An international study led by the Institute of Environmental Science and Technology of the Autonomous University of Barcelona (ICTA-UAB) indicates that the decrease in oxygen in the oceans threatens the survival of deep-sea fish and the health of the oceans themselves.
The conclusions of this study have been published in the journal Communications Earth & Environment, and point out that "the progressive decrease in oxygen levels in the oceans is intensifying due to climate change".
This significantly affects marine ecosystems, including mesopelagic fish populations, and can also alter marine food webs, fishing, ocean health and the ability of these to store carbon.
This phenomenon can have serious repercussions on marine food chains, on fisheries globally, and on the balance of ocean ecosystems.
Lantern fish
The study analyzes how marine ecosystems reacted to deoxygenation episodes that occurred in the past and, to carry it out, the researchers studied fossils of lantern fish, one of the most abundant and important species in the deep ocean.

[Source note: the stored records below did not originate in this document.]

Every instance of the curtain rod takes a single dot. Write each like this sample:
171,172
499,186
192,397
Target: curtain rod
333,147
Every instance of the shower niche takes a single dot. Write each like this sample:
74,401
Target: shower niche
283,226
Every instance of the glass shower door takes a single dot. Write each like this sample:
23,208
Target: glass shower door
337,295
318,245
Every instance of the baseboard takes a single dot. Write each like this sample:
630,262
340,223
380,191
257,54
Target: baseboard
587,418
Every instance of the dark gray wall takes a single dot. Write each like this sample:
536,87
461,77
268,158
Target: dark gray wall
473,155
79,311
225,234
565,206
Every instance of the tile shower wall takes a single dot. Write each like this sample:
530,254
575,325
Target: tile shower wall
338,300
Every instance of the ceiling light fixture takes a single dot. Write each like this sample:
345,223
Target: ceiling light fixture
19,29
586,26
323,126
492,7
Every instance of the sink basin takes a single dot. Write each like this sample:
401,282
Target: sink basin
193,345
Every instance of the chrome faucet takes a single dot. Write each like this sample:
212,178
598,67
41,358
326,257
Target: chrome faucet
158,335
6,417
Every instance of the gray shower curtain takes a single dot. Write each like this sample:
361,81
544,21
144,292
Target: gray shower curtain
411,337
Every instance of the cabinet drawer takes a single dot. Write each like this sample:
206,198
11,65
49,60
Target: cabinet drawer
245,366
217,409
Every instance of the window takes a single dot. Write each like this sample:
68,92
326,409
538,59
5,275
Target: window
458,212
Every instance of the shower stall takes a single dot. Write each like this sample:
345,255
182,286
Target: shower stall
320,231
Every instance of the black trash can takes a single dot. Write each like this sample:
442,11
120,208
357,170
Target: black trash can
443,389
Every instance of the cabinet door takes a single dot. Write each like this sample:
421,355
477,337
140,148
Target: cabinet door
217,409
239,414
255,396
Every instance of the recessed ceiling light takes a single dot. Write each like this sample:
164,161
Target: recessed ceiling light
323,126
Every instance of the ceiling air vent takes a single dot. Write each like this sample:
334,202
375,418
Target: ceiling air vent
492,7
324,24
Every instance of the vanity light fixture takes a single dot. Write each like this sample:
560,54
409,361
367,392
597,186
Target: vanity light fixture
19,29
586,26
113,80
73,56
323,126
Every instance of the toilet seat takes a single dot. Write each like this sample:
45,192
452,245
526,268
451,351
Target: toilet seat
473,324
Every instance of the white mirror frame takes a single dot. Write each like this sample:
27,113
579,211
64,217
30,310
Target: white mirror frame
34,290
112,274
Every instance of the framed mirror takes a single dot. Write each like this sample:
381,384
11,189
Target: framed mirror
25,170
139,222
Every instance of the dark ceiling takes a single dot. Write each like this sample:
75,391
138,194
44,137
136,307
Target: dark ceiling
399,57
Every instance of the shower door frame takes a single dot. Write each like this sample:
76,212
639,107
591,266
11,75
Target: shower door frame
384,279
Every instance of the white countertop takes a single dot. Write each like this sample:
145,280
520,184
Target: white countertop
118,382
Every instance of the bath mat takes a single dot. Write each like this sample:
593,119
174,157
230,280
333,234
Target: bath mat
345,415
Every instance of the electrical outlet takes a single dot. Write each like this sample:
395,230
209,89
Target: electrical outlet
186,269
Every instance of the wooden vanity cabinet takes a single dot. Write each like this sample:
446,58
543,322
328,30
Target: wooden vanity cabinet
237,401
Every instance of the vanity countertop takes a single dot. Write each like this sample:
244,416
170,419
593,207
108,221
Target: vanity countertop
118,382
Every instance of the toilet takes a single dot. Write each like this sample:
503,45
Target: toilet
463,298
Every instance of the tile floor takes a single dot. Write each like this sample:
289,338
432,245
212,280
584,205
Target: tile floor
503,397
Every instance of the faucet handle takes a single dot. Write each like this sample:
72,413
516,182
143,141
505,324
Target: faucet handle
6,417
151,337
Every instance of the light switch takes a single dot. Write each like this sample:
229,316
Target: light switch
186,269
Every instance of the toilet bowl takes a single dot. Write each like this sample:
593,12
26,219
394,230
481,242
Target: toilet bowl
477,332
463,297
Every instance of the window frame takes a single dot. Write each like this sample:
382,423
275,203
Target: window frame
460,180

These fossils are more than 10,000 years old and were preserved in marine sediments of the eastern Mediterranean.
Lantern fish are very small deep-sea fish of the family Myctophidae, named for their ability to produce light through bioluminescent organs.
Despite their small size, lantern fish are extremely abundant in the global ocean, with an estimated biomass of 600 million tons, which possibly makes them the most abundant vertebrates on the planet if weight is taken as a measure.
During the day, lantern fish live in the dark mesopelagic zone (between 200 and 1,000 meters deep) to hide from predators, while at night they swim to the surface of the ocean to feed on zooplankton.
An important role in climate regulation
Due to both their large biomass and their daily vertical migration, lantern fish play a very important role in climate regulation and in oceanic food webs, because they connect the surface with the deep ocean.
Therefore, lantern fish are widely considered a good indicator group of the health of the mesopelagic ecosystem.
The fossils analyzed show that these species disappeared almost completely during periods when ocean oxygen fell to very low levels, and only reappeared (and in large quantities) when ocean oxygenation was restored, about 6,000 years ago.
The team that carried out the study includes researchers from the UAB, the Scripps Institution of Oceanography and Woods Hole Oceanographic Institution of the USA, Academia Sinica of Taiwan, McGill University of Canada, the Free University of Berlin and the University of Heidelberg of Germany.
The researchers used the so-called otoliths (structures of the inner ear of fish) to track how marine populations have changed over time.
The impact of marine deoxygenation
The sediments of the eastern Mediterranean, a region that has alternated phases of high and low oxygenation, made it possible to clearly observe the impact of these events on marine biodiversity.
The main researcher of the study, Sven Pallacks, explains that "the case of lantern fish is a clear example of what can happen on a large scale if marine deoxygenation continues."
"If these very abundant species can disappear, many others are also at risk," warns the researcher.
The twilight zone - the mesopelagic zone, located between 200 and 1,000 meters deep - plays a fundamental role in the Earth's climate system, mainly due to its influence on the global carbon cycle.
The results indicate that mesopelagic ecosystems are especially vulnerable to oxygen loss.
Its collapse could destabilize the ecological balances of the ocean, reduce the sea's ability to absorb CO2 and endanger the food security provided by oceanic fisheries.